Use rnaturalearth::ne_countries() to download map data for Brazil. Plot this and make it pretty.

RGoogleMaps

library("RgoogleMaps")
## 
## Thank you for using RgoogleMaps!
## 
## To acknowledge our work, please cite the package:
##  Markus Loecher and Karl Ropkins (2015). RgoogleMaps and loa: Unleashing R
##   Graphics Power on Map Tiles.

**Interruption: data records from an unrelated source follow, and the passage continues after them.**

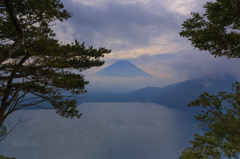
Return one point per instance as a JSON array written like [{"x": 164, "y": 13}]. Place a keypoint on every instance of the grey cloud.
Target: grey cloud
[{"x": 118, "y": 26}]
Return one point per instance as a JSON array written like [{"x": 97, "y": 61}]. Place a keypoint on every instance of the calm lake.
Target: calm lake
[{"x": 105, "y": 131}]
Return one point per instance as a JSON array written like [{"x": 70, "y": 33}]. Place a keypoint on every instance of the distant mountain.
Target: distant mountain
[
  {"x": 123, "y": 69},
  {"x": 185, "y": 92},
  {"x": 177, "y": 95}
]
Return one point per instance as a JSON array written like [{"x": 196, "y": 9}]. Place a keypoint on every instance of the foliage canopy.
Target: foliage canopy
[
  {"x": 33, "y": 63},
  {"x": 216, "y": 31}
]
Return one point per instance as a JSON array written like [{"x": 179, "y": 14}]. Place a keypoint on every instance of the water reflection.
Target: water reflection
[{"x": 105, "y": 131}]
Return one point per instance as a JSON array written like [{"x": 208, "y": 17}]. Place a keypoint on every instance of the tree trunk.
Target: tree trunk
[{"x": 20, "y": 40}]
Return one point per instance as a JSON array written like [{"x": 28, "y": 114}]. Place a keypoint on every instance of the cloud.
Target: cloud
[{"x": 128, "y": 29}]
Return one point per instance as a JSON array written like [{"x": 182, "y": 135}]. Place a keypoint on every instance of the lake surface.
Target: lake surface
[{"x": 105, "y": 131}]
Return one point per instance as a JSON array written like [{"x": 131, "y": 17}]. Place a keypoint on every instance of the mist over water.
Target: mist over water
[{"x": 105, "y": 131}]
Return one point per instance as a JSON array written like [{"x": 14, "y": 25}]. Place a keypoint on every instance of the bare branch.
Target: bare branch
[
  {"x": 20, "y": 40},
  {"x": 11, "y": 129}
]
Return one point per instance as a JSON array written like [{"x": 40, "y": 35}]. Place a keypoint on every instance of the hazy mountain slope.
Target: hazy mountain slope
[
  {"x": 185, "y": 92},
  {"x": 123, "y": 69},
  {"x": 149, "y": 93}
]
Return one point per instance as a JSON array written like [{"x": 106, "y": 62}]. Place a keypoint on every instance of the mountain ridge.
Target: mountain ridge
[{"x": 123, "y": 68}]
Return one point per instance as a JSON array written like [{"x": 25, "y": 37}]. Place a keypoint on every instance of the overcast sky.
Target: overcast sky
[{"x": 146, "y": 32}]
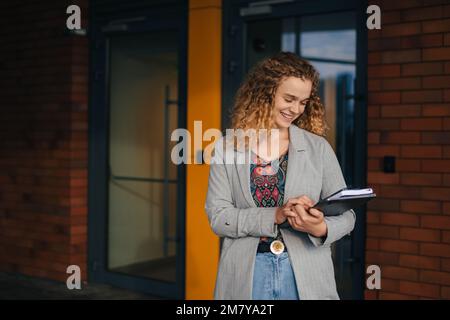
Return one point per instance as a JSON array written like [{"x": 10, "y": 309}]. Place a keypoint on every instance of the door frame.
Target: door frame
[
  {"x": 128, "y": 18},
  {"x": 233, "y": 69}
]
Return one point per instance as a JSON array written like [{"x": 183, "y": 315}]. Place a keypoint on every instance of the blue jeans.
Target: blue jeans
[{"x": 273, "y": 277}]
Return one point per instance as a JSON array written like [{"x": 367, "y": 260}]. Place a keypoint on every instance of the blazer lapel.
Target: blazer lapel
[
  {"x": 296, "y": 162},
  {"x": 243, "y": 170}
]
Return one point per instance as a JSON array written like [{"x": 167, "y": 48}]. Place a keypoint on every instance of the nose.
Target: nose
[{"x": 295, "y": 108}]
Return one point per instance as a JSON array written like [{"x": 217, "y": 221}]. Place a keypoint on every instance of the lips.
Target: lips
[{"x": 287, "y": 116}]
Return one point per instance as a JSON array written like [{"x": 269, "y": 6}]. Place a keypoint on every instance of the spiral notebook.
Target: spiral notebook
[
  {"x": 341, "y": 201},
  {"x": 344, "y": 200}
]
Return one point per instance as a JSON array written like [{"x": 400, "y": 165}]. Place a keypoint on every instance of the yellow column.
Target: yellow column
[{"x": 203, "y": 103}]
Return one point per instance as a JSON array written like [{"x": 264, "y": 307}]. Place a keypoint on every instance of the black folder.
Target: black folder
[{"x": 339, "y": 206}]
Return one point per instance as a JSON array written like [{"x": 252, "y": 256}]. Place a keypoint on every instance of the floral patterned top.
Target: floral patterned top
[{"x": 266, "y": 184}]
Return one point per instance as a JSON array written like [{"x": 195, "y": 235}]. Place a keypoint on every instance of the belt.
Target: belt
[{"x": 264, "y": 246}]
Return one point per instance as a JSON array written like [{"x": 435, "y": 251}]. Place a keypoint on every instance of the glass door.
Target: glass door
[
  {"x": 329, "y": 41},
  {"x": 141, "y": 217}
]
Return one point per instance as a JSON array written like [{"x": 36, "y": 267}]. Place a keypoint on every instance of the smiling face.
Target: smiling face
[{"x": 290, "y": 100}]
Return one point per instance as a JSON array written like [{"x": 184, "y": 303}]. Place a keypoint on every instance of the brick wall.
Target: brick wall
[
  {"x": 408, "y": 226},
  {"x": 43, "y": 140}
]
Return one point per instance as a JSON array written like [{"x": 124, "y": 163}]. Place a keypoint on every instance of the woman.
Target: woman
[{"x": 247, "y": 201}]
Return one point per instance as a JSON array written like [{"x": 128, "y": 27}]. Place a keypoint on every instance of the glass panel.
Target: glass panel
[
  {"x": 263, "y": 40},
  {"x": 330, "y": 36},
  {"x": 329, "y": 43},
  {"x": 142, "y": 207}
]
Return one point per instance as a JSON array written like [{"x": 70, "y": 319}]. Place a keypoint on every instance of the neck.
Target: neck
[{"x": 284, "y": 133}]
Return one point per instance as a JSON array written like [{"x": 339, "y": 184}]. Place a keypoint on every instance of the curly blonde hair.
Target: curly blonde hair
[{"x": 254, "y": 101}]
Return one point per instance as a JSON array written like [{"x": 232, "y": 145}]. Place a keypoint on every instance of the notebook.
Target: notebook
[
  {"x": 344, "y": 200},
  {"x": 341, "y": 201}
]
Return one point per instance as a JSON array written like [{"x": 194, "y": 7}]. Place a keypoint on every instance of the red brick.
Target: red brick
[
  {"x": 401, "y": 84},
  {"x": 400, "y": 246},
  {"x": 419, "y": 234},
  {"x": 400, "y": 273},
  {"x": 372, "y": 244},
  {"x": 398, "y": 137},
  {"x": 403, "y": 29},
  {"x": 381, "y": 151},
  {"x": 446, "y": 180},
  {"x": 436, "y": 82},
  {"x": 435, "y": 250},
  {"x": 440, "y": 278},
  {"x": 400, "y": 111},
  {"x": 434, "y": 26},
  {"x": 381, "y": 258},
  {"x": 384, "y": 124},
  {"x": 436, "y": 110},
  {"x": 384, "y": 97},
  {"x": 376, "y": 231},
  {"x": 374, "y": 57},
  {"x": 398, "y": 192},
  {"x": 446, "y": 96},
  {"x": 373, "y": 111},
  {"x": 373, "y": 137},
  {"x": 435, "y": 54},
  {"x": 445, "y": 264},
  {"x": 424, "y": 124},
  {"x": 400, "y": 219},
  {"x": 395, "y": 296},
  {"x": 436, "y": 165},
  {"x": 421, "y": 96},
  {"x": 400, "y": 56},
  {"x": 384, "y": 71},
  {"x": 372, "y": 217},
  {"x": 382, "y": 178},
  {"x": 445, "y": 292},
  {"x": 419, "y": 206},
  {"x": 436, "y": 222},
  {"x": 421, "y": 179},
  {"x": 434, "y": 193},
  {"x": 390, "y": 5},
  {"x": 423, "y": 13},
  {"x": 373, "y": 164},
  {"x": 419, "y": 289},
  {"x": 370, "y": 294},
  {"x": 374, "y": 85},
  {"x": 381, "y": 204},
  {"x": 420, "y": 262},
  {"x": 446, "y": 208}
]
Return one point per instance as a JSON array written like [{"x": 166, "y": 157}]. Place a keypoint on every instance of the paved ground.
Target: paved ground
[{"x": 13, "y": 286}]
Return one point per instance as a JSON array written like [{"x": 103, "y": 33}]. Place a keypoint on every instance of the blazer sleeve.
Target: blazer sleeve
[
  {"x": 332, "y": 181},
  {"x": 224, "y": 218}
]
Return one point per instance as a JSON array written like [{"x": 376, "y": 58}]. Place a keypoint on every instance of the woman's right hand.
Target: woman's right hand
[{"x": 287, "y": 209}]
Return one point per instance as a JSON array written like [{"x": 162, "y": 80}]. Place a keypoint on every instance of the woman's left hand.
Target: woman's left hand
[{"x": 308, "y": 220}]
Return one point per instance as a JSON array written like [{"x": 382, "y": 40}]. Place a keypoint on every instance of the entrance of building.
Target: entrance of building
[
  {"x": 329, "y": 34},
  {"x": 136, "y": 194}
]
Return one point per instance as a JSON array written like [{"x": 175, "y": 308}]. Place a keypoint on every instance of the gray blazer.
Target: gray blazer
[{"x": 312, "y": 170}]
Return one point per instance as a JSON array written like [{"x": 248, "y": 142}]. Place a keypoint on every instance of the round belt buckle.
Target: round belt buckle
[{"x": 277, "y": 247}]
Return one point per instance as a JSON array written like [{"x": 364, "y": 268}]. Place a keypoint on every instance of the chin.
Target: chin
[{"x": 282, "y": 123}]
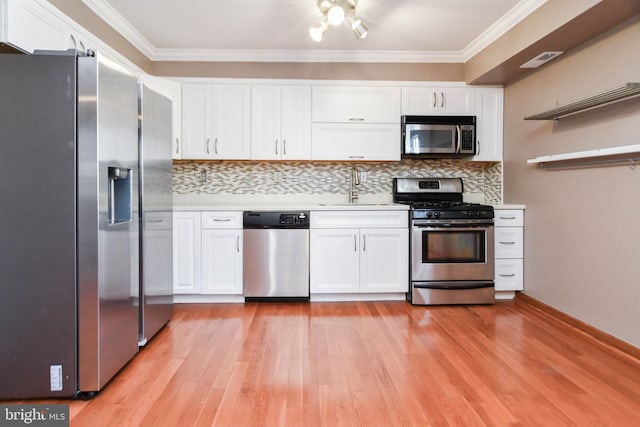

Journal of Statistical Software 63(4), 1-18.
GW <- GetMap(center = c(38.899, -77.049), zoom = 17)
PlotOnStaticMap(GW)

RGoogleMaps

GWSatellite <- GetMap(center = c(38.899, -77.049), zoom = 17, maptype = "satellite")
PlotOnStaticMap(GWSatellite, lon=-77.0493, lat=38.899, pch=16, col="red", cex=2)

GIS in R

You can do almost anything in R that you can do in ArcGIS.

This is accomplished through additional packages, notably rgdal which is an R interface to the Geospatial Data Abstraction Library (GDAL), which is a great piece of open source software for spatial analysis. GDAL is the brains behind QGIS.

The spatstats package also implements a variety of spatial statistics.

One issue: R can be very slow with raster data (e.g. images, satellite data etc) so if you are heavy into this you need to use other software.

Ask me 3 questions about spatial data in R!